As intermináveis enxaquecas de Michelet o levavam a dar longos passeios pelo célebre cemitério parisiense Père Lachaise (onde hoje ele próprio está enterrado).
Nas suas andanças, o historiador indagava-se sobre o significado de seu ofício: por que investigar o passado de pessoas que já não viviam mais?
Não imaginava ele, porém, que depois da própria morte, sua história ficaria comprometida pela ação de sua segunda mulher, Athénais Mialaret, com quem se casara em 1849 -tinha ele então 50 anos e ela, 24.
Em 1950, os arquivos de Michelet foram abertos para a consulta pública.
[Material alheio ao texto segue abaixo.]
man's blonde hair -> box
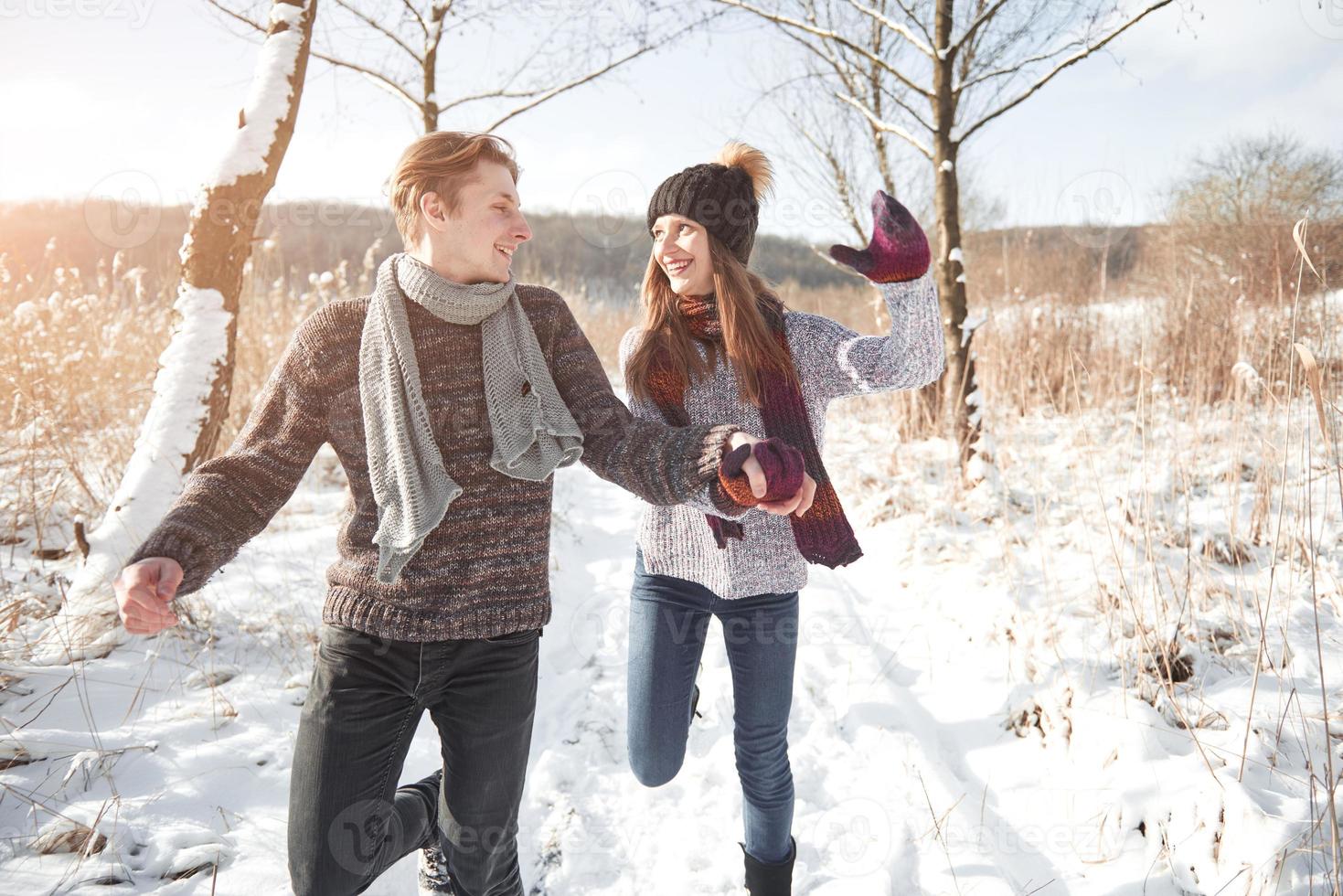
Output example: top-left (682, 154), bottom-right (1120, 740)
top-left (387, 131), bottom-right (517, 246)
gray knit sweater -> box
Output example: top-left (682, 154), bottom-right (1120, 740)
top-left (621, 270), bottom-right (947, 598)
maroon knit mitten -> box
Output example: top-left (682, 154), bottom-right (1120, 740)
top-left (830, 189), bottom-right (931, 283)
top-left (719, 438), bottom-right (805, 507)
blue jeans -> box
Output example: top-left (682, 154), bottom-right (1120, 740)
top-left (628, 549), bottom-right (798, 862)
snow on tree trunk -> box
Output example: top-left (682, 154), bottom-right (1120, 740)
top-left (31, 0), bottom-right (317, 665)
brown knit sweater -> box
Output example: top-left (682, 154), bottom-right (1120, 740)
top-left (128, 283), bottom-right (737, 641)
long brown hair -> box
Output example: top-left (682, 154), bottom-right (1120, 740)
top-left (624, 232), bottom-right (798, 407)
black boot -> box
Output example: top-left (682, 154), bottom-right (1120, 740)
top-left (741, 837), bottom-right (798, 896)
top-left (398, 768), bottom-right (456, 896)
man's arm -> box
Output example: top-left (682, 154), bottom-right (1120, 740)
top-left (539, 295), bottom-right (740, 507)
top-left (126, 318), bottom-right (326, 595)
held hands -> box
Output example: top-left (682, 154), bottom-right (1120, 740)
top-left (830, 189), bottom-right (931, 283)
top-left (112, 558), bottom-right (183, 634)
top-left (719, 432), bottom-right (816, 517)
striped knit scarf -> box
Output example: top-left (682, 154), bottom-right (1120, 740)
top-left (649, 294), bottom-right (862, 568)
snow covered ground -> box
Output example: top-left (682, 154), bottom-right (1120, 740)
top-left (0, 387), bottom-right (1343, 896)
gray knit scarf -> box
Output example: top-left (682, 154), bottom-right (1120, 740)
top-left (358, 252), bottom-right (583, 583)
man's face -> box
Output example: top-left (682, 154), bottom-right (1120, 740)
top-left (421, 161), bottom-right (532, 283)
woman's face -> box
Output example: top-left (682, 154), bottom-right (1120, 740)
top-left (653, 215), bottom-right (713, 295)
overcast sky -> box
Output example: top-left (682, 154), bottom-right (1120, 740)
top-left (0, 0), bottom-right (1343, 240)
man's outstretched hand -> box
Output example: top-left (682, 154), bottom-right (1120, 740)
top-left (112, 558), bottom-right (183, 634)
top-left (719, 432), bottom-right (816, 517)
top-left (830, 189), bottom-right (932, 283)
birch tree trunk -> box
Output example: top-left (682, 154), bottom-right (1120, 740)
top-left (24, 0), bottom-right (317, 665)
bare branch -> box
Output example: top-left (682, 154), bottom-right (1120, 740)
top-left (401, 0), bottom-right (429, 37)
top-left (956, 0), bottom-right (1174, 143)
top-left (485, 12), bottom-right (722, 131)
top-left (713, 0), bottom-right (932, 100)
top-left (947, 0), bottom-right (1007, 55)
top-left (848, 0), bottom-right (936, 59)
top-left (776, 16), bottom-right (932, 131)
top-left (332, 0), bottom-right (423, 62)
top-left (836, 92), bottom-right (932, 160)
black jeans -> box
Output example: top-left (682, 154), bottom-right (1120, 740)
top-left (289, 624), bottom-right (540, 896)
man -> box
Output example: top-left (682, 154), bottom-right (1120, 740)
top-left (115, 132), bottom-right (811, 896)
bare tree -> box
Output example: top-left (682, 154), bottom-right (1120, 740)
top-left (206, 0), bottom-right (722, 133)
top-left (25, 0), bottom-right (317, 664)
top-left (712, 0), bottom-right (1177, 473)
top-left (1167, 132), bottom-right (1343, 224)
top-left (1166, 132), bottom-right (1343, 304)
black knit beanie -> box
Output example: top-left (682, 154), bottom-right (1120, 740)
top-left (647, 143), bottom-right (773, 264)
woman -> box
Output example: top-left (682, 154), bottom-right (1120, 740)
top-left (621, 143), bottom-right (945, 896)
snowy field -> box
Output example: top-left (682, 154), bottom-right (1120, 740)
top-left (0, 387), bottom-right (1343, 896)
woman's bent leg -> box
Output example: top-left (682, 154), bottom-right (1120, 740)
top-left (627, 552), bottom-right (715, 787)
top-left (715, 591), bottom-right (798, 862)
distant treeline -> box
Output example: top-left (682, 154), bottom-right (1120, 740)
top-left (0, 200), bottom-right (1343, 310)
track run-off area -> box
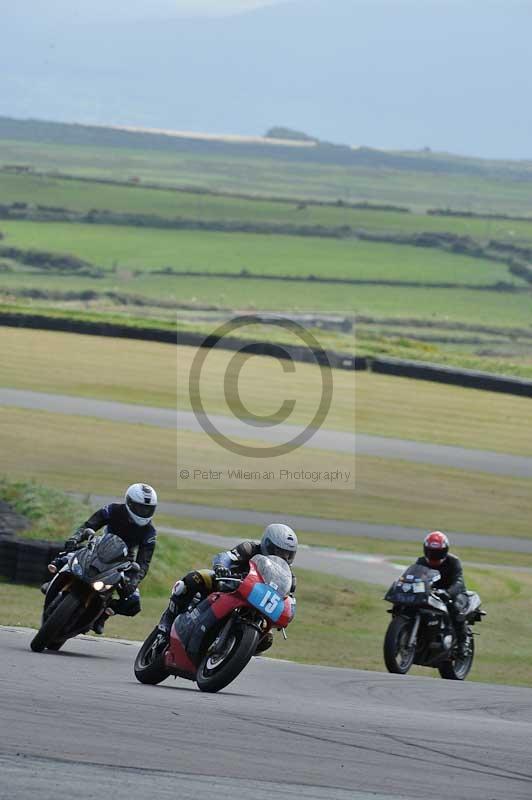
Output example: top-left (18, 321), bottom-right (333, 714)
top-left (0, 388), bottom-right (532, 478)
top-left (0, 628), bottom-right (532, 800)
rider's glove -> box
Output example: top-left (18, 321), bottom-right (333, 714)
top-left (65, 536), bottom-right (79, 552)
top-left (124, 578), bottom-right (139, 597)
top-left (214, 564), bottom-right (231, 578)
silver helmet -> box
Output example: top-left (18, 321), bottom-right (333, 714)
top-left (260, 522), bottom-right (297, 564)
top-left (124, 483), bottom-right (157, 526)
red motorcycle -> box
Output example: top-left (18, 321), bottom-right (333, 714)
top-left (135, 555), bottom-right (295, 692)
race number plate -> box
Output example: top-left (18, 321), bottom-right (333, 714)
top-left (248, 583), bottom-right (284, 622)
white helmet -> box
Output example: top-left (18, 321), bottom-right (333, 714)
top-left (125, 483), bottom-right (157, 525)
top-left (260, 522), bottom-right (297, 564)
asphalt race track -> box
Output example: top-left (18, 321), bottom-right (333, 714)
top-left (0, 628), bottom-right (532, 800)
top-left (0, 388), bottom-right (532, 478)
top-left (86, 493), bottom-right (532, 553)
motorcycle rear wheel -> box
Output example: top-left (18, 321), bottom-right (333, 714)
top-left (135, 628), bottom-right (170, 686)
top-left (30, 592), bottom-right (81, 653)
top-left (196, 625), bottom-right (260, 692)
top-left (438, 636), bottom-right (475, 681)
top-left (383, 617), bottom-right (416, 675)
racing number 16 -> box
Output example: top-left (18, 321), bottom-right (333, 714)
top-left (259, 589), bottom-right (281, 614)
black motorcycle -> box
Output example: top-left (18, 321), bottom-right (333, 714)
top-left (384, 564), bottom-right (486, 681)
top-left (30, 533), bottom-right (139, 653)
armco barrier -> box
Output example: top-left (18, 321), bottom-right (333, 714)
top-left (0, 536), bottom-right (61, 586)
top-left (370, 358), bottom-right (532, 397)
top-left (0, 311), bottom-right (367, 370)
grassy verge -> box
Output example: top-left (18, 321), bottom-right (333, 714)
top-left (0, 536), bottom-right (532, 686)
top-left (157, 514), bottom-right (532, 569)
top-left (0, 328), bottom-right (532, 455)
top-left (0, 139), bottom-right (532, 216)
top-left (0, 173), bottom-right (532, 241)
top-left (1, 221), bottom-right (524, 286)
top-left (0, 476), bottom-right (90, 539)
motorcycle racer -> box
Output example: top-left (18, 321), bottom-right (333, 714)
top-left (159, 522), bottom-right (298, 653)
top-left (416, 531), bottom-right (468, 657)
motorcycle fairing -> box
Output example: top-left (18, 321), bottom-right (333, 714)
top-left (238, 561), bottom-right (296, 628)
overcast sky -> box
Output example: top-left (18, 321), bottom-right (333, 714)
top-left (0, 0), bottom-right (532, 159)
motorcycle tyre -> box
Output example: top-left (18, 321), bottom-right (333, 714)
top-left (135, 628), bottom-right (170, 686)
top-left (196, 625), bottom-right (260, 692)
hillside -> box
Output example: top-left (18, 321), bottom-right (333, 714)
top-left (0, 0), bottom-right (532, 158)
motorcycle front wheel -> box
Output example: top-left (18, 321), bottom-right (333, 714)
top-left (30, 592), bottom-right (81, 653)
top-left (438, 636), bottom-right (475, 681)
top-left (135, 628), bottom-right (170, 686)
top-left (384, 617), bottom-right (416, 675)
top-left (196, 625), bottom-right (260, 692)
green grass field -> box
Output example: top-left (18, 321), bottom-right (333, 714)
top-left (0, 175), bottom-right (532, 247)
top-left (0, 407), bottom-right (532, 538)
top-left (0, 328), bottom-right (532, 455)
top-left (0, 139), bottom-right (532, 216)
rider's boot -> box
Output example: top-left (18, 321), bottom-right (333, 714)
top-left (455, 622), bottom-right (471, 658)
top-left (92, 608), bottom-right (114, 636)
top-left (157, 581), bottom-right (190, 636)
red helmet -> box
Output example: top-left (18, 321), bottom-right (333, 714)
top-left (423, 531), bottom-right (449, 568)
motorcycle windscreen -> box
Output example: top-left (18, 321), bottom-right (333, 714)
top-left (251, 555), bottom-right (293, 600)
top-left (384, 564), bottom-right (441, 603)
top-left (94, 533), bottom-right (128, 564)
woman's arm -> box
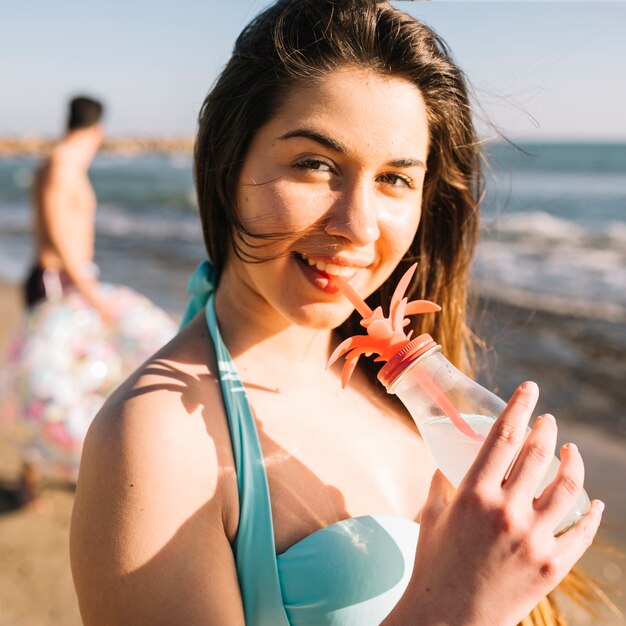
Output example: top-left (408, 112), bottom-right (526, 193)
top-left (383, 383), bottom-right (603, 626)
top-left (70, 360), bottom-right (244, 626)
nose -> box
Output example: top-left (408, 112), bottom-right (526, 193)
top-left (325, 178), bottom-right (380, 246)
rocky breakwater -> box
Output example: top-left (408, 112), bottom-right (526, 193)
top-left (0, 136), bottom-right (194, 157)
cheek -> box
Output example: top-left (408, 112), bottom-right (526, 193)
top-left (239, 184), bottom-right (326, 234)
top-left (379, 204), bottom-right (421, 249)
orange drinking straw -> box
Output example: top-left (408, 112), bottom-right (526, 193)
top-left (328, 263), bottom-right (485, 441)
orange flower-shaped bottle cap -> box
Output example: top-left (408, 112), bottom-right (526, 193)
top-left (328, 263), bottom-right (441, 387)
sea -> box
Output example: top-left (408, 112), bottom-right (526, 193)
top-left (0, 143), bottom-right (626, 316)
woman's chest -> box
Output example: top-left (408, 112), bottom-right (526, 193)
top-left (244, 386), bottom-right (433, 553)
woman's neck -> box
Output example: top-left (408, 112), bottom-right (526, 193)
top-left (216, 266), bottom-right (333, 368)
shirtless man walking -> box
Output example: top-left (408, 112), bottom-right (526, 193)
top-left (24, 96), bottom-right (112, 320)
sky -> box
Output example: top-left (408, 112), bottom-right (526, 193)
top-left (0, 0), bottom-right (626, 141)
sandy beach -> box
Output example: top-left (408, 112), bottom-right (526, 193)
top-left (0, 283), bottom-right (626, 626)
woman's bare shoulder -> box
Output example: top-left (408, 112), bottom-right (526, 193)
top-left (70, 312), bottom-right (243, 624)
top-left (84, 318), bottom-right (230, 470)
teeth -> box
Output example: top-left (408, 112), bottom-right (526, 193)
top-left (305, 257), bottom-right (359, 278)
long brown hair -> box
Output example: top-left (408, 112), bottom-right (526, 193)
top-left (194, 0), bottom-right (596, 626)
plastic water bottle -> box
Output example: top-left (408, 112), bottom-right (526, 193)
top-left (329, 264), bottom-right (590, 535)
top-left (378, 334), bottom-right (590, 535)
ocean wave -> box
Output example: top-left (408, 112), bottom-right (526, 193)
top-left (475, 281), bottom-right (626, 324)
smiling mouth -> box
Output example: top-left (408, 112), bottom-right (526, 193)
top-left (295, 252), bottom-right (363, 280)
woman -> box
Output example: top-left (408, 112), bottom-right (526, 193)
top-left (71, 0), bottom-right (602, 625)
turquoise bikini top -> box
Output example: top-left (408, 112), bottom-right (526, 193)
top-left (182, 261), bottom-right (419, 626)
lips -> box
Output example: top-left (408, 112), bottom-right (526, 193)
top-left (296, 254), bottom-right (371, 280)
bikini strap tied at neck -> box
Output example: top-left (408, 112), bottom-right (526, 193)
top-left (180, 259), bottom-right (217, 328)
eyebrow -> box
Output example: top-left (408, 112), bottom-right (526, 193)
top-left (279, 128), bottom-right (426, 168)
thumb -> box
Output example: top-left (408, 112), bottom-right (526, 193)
top-left (421, 470), bottom-right (455, 524)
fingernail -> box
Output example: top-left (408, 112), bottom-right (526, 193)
top-left (521, 380), bottom-right (539, 394)
top-left (537, 413), bottom-right (556, 422)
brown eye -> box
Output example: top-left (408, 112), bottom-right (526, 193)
top-left (294, 159), bottom-right (333, 172)
top-left (379, 174), bottom-right (414, 189)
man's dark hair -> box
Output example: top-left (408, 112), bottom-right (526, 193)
top-left (67, 96), bottom-right (104, 130)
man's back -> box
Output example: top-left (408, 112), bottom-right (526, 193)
top-left (33, 142), bottom-right (96, 271)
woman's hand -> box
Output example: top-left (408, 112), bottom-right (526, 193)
top-left (385, 382), bottom-right (604, 626)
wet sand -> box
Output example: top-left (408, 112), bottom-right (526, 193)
top-left (0, 283), bottom-right (626, 626)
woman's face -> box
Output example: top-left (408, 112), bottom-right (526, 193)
top-left (224, 68), bottom-right (428, 328)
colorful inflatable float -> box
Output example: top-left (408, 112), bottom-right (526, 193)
top-left (0, 283), bottom-right (177, 483)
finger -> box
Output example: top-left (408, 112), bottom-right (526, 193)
top-left (420, 470), bottom-right (455, 524)
top-left (556, 500), bottom-right (604, 570)
top-left (503, 414), bottom-right (557, 498)
top-left (465, 382), bottom-right (539, 488)
top-left (535, 443), bottom-right (585, 528)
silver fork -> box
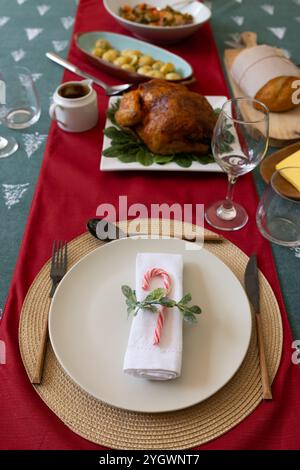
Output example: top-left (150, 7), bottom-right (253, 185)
top-left (31, 241), bottom-right (68, 384)
top-left (49, 241), bottom-right (68, 297)
top-left (46, 52), bottom-right (133, 96)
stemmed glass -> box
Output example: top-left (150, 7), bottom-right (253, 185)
top-left (0, 66), bottom-right (41, 158)
top-left (256, 167), bottom-right (300, 247)
top-left (205, 98), bottom-right (269, 230)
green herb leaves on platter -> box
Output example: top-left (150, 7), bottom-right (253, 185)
top-left (121, 286), bottom-right (201, 323)
top-left (103, 100), bottom-right (214, 168)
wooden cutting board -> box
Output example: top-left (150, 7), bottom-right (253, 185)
top-left (224, 31), bottom-right (300, 147)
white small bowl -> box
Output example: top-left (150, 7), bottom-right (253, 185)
top-left (104, 0), bottom-right (211, 44)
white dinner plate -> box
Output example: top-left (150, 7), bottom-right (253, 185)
top-left (100, 96), bottom-right (227, 172)
top-left (49, 238), bottom-right (251, 413)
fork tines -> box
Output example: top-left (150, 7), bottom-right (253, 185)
top-left (50, 240), bottom-right (68, 297)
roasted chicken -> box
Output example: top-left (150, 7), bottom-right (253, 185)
top-left (115, 79), bottom-right (216, 155)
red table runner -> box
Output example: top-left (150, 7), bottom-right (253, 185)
top-left (0, 0), bottom-right (300, 449)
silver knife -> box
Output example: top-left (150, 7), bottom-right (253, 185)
top-left (244, 254), bottom-right (272, 400)
top-left (46, 52), bottom-right (133, 96)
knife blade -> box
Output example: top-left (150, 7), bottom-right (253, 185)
top-left (244, 254), bottom-right (272, 400)
top-left (245, 255), bottom-right (259, 313)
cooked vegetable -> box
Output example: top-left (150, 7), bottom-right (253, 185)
top-left (91, 39), bottom-right (182, 80)
top-left (119, 3), bottom-right (193, 26)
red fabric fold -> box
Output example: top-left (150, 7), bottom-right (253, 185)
top-left (0, 0), bottom-right (300, 449)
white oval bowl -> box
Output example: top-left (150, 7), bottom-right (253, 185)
top-left (103, 0), bottom-right (211, 44)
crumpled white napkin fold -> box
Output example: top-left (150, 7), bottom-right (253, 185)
top-left (123, 253), bottom-right (183, 380)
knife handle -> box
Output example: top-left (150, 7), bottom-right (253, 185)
top-left (255, 313), bottom-right (272, 400)
top-left (31, 308), bottom-right (48, 384)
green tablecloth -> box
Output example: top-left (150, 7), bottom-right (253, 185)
top-left (0, 0), bottom-right (300, 338)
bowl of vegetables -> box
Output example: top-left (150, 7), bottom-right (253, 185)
top-left (104, 0), bottom-right (211, 44)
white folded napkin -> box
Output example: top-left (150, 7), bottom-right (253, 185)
top-left (123, 253), bottom-right (183, 380)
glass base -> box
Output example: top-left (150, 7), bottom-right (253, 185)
top-left (0, 136), bottom-right (19, 158)
top-left (205, 201), bottom-right (248, 231)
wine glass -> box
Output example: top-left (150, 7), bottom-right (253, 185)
top-left (256, 167), bottom-right (300, 247)
top-left (205, 98), bottom-right (269, 230)
top-left (0, 66), bottom-right (41, 158)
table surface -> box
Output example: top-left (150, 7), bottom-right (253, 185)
top-left (0, 0), bottom-right (300, 338)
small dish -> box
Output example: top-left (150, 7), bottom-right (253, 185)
top-left (75, 31), bottom-right (193, 83)
top-left (104, 0), bottom-right (211, 44)
top-left (259, 142), bottom-right (300, 199)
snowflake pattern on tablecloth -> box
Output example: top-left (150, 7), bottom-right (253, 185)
top-left (22, 132), bottom-right (47, 158)
top-left (36, 5), bottom-right (51, 16)
top-left (2, 183), bottom-right (30, 209)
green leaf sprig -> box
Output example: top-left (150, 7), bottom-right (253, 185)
top-left (103, 100), bottom-right (214, 168)
top-left (121, 286), bottom-right (201, 324)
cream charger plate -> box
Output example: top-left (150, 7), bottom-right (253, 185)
top-left (49, 238), bottom-right (252, 413)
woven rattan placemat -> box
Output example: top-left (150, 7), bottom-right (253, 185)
top-left (19, 220), bottom-right (282, 449)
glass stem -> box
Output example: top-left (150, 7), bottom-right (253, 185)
top-left (223, 175), bottom-right (237, 210)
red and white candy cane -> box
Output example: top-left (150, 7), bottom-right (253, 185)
top-left (142, 268), bottom-right (172, 345)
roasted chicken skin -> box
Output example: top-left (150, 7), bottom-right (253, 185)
top-left (115, 79), bottom-right (216, 155)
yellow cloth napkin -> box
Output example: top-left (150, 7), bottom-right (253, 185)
top-left (276, 150), bottom-right (300, 192)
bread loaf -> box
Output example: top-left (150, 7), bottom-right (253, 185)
top-left (231, 45), bottom-right (300, 112)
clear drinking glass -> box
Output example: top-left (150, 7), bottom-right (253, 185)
top-left (0, 66), bottom-right (41, 158)
top-left (256, 167), bottom-right (300, 247)
top-left (205, 98), bottom-right (269, 230)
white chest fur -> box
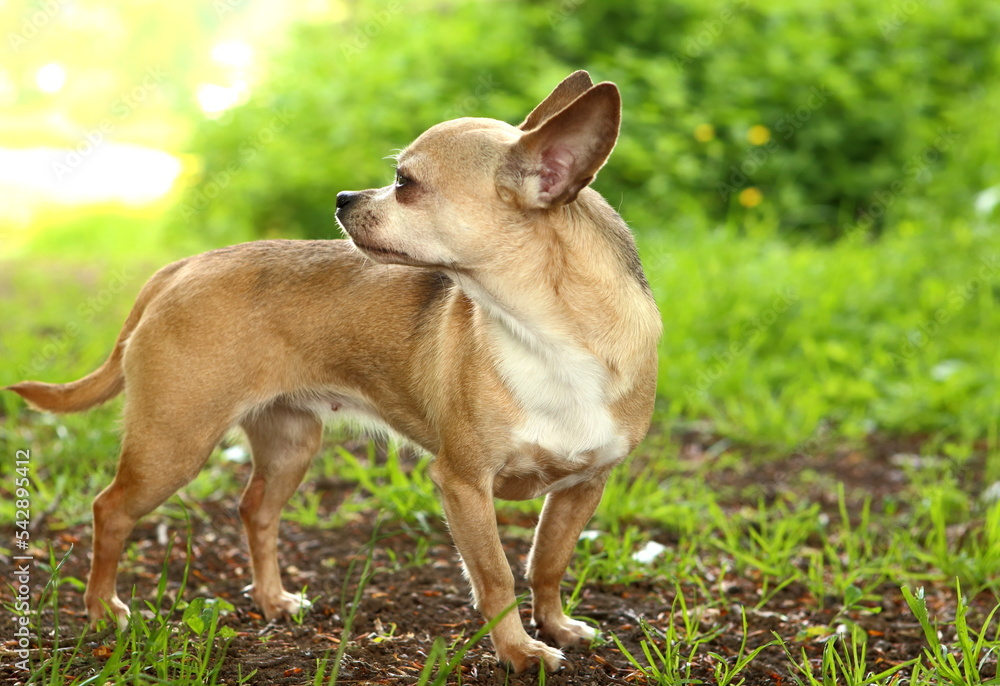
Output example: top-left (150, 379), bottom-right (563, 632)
top-left (474, 288), bottom-right (626, 468)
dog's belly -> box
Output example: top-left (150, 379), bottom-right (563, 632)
top-left (493, 442), bottom-right (626, 500)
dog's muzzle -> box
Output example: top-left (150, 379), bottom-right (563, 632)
top-left (337, 191), bottom-right (361, 223)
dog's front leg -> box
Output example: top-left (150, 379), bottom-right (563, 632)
top-left (431, 456), bottom-right (563, 672)
top-left (528, 472), bottom-right (608, 648)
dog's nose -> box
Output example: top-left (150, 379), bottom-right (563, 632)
top-left (337, 191), bottom-right (358, 210)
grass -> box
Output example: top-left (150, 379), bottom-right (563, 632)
top-left (0, 210), bottom-right (1000, 686)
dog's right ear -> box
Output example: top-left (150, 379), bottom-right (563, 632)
top-left (497, 82), bottom-right (621, 209)
top-left (517, 69), bottom-right (594, 131)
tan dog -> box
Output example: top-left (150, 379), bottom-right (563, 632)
top-left (10, 71), bottom-right (661, 671)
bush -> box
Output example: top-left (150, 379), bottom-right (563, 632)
top-left (181, 0), bottom-right (1000, 241)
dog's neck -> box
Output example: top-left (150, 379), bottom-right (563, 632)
top-left (452, 193), bottom-right (660, 428)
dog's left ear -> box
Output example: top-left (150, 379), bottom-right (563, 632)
top-left (509, 82), bottom-right (621, 209)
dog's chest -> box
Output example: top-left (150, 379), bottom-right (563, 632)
top-left (495, 318), bottom-right (626, 471)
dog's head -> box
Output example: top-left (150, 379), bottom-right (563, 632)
top-left (337, 71), bottom-right (621, 271)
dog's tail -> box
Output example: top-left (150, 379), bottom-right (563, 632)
top-left (2, 270), bottom-right (174, 412)
top-left (4, 344), bottom-right (125, 412)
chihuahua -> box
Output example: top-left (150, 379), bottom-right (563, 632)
top-left (9, 71), bottom-right (661, 672)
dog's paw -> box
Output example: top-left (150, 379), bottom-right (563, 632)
top-left (84, 595), bottom-right (129, 631)
top-left (243, 586), bottom-right (312, 621)
top-left (497, 638), bottom-right (563, 674)
top-left (538, 615), bottom-right (597, 648)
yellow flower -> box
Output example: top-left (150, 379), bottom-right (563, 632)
top-left (739, 186), bottom-right (764, 207)
top-left (747, 124), bottom-right (771, 145)
top-left (694, 124), bottom-right (715, 143)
Os pesquisadores que manusearam aqueles originais perceberam que a viúva tinha alterado os manuscritos das principais obras do historiador francês.
Sua intervenção não chegou a inserir idéias ou argumentos que alterassem a trama de suas narrativas, mas suprimiu a repetição dos temas -que era mais do que uma questão formal de estilo do autor, pois consistia em sua forma de construir imagens.
Paul Viallaneux foi um dos responsáveis pelo reestabelecimento de parte dos textos originais. Ele próprio se mostrou complacente com relação à viúva e tentou atenuar suas intervenções afirmando que ela cuidava de "rechear e bordar" o texto, mas sem alterar o seu conteúdo.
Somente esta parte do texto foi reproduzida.